Wherein up-sample the network structure of network are as follows: 1 convolution kernel number is 64, convolution kernel size is 3, convolution step-length For 1 convolutional layer；8 convolution kernel numbers are 64, the convolutional layer that convolution kernel size is 3, convolution step-length is 1；1 convolution nucleus number Mesh is 64, the convolutional layer that convolution kernel size is 3, convolution step-length is 1；1 convolution kernel number is 256, convolution kernel size is 3, the warp lamination that convolution step-length is 2；1 convolution kernel number is 256, the warp that convolution kernel size is 3, convolution step-length is 3 Lamination；And 1 convolution number is 3, the convolutional layer that convolution kernel size is 1, convolution step-length is 1.
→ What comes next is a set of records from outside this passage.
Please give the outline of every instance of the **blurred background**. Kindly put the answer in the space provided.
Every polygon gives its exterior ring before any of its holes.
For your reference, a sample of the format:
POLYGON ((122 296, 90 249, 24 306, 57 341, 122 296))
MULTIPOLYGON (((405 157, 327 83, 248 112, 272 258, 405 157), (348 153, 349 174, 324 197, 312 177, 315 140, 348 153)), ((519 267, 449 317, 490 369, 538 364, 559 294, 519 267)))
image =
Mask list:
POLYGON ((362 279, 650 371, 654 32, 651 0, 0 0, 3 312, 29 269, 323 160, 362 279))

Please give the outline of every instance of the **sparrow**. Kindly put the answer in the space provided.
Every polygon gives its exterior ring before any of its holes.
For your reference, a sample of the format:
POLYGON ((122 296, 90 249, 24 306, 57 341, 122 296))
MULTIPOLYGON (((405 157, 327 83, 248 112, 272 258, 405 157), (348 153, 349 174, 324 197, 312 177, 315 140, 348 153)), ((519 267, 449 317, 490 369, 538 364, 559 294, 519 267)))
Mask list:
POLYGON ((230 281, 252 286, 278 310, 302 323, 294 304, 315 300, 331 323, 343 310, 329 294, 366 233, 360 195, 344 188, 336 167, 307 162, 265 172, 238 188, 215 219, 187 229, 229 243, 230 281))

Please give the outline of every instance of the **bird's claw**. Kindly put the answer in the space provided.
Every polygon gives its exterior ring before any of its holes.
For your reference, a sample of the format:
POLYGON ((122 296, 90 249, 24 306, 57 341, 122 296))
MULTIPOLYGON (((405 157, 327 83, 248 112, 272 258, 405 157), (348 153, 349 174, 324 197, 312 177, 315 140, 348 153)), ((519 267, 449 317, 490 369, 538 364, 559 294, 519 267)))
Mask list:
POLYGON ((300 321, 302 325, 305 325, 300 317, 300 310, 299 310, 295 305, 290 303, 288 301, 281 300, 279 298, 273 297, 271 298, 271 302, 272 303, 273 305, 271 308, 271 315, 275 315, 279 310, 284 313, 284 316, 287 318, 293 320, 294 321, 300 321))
Optimize the network structure of network are as follows: 1 convolution kernel number is 64, convolution kernel size is 3, convolution step-length is 1 Convolutional layer；8 convolution sum numbers are 64, the convolutional layer that convolution kernel size is 3, convolution step-length is 1；1 convolution sum number is 64, the convolutional layer that convolution kernel size is 3, convolution step-length is 1；1 convolution kernel number is 256, convolution kernel size is 3, volume The warp lamination that product step-length is 2；The warp lamination that 1 convolution kernel number is 256, convolution kernel size is 3, convolution step-length is 3； And 1 convolution number is 3, the convolutional layer that convolution kernel size is 3, convolution step-length is 1.
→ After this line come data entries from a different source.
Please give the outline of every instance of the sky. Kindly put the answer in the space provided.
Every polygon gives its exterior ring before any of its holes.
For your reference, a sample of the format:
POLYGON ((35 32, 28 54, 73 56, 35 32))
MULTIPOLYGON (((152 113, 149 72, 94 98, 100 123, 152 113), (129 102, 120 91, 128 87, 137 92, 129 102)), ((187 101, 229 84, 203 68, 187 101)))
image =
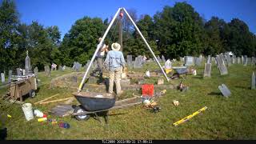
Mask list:
MULTIPOLYGON (((0 0, 1 2, 3 0, 0 0)), ((62 38, 75 21, 89 16, 110 18, 119 7, 134 9, 141 14, 153 16, 165 6, 177 2, 190 4, 206 20, 212 16, 230 22, 238 18, 245 22, 250 32, 256 33, 256 0, 14 0, 20 21, 31 24, 37 21, 44 26, 58 26, 62 38)))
The network structure of discriminator are as follows: 1 convolution kernel number is 64, the volume that convolution kernel size is 3, convolution step-length is 2 Lamination；1 convolution kernel number is 128, the convolutional layer that convolution kernel size is 3, convolution step-length is 2；1 convolution kernel number is 256, the convolutional layer that convolution kernel size is 3, convolution step-length is 2；1 convolution kernel number is 512, convolution kernel size is 3, volume The convolutional layer that product step-length is 2；1 convolution kernel number is 512, the convolutional layer that convolution kernel size is 3, convolution step-length is 1；And 2 parallel convolutional layers are true high-definition pictures particularly for differentiation input picture or have generator synthesis First convolutional layer fc of high-definition picture_GANWith for judge input picture whether be face the second convolutional layer fc_clc。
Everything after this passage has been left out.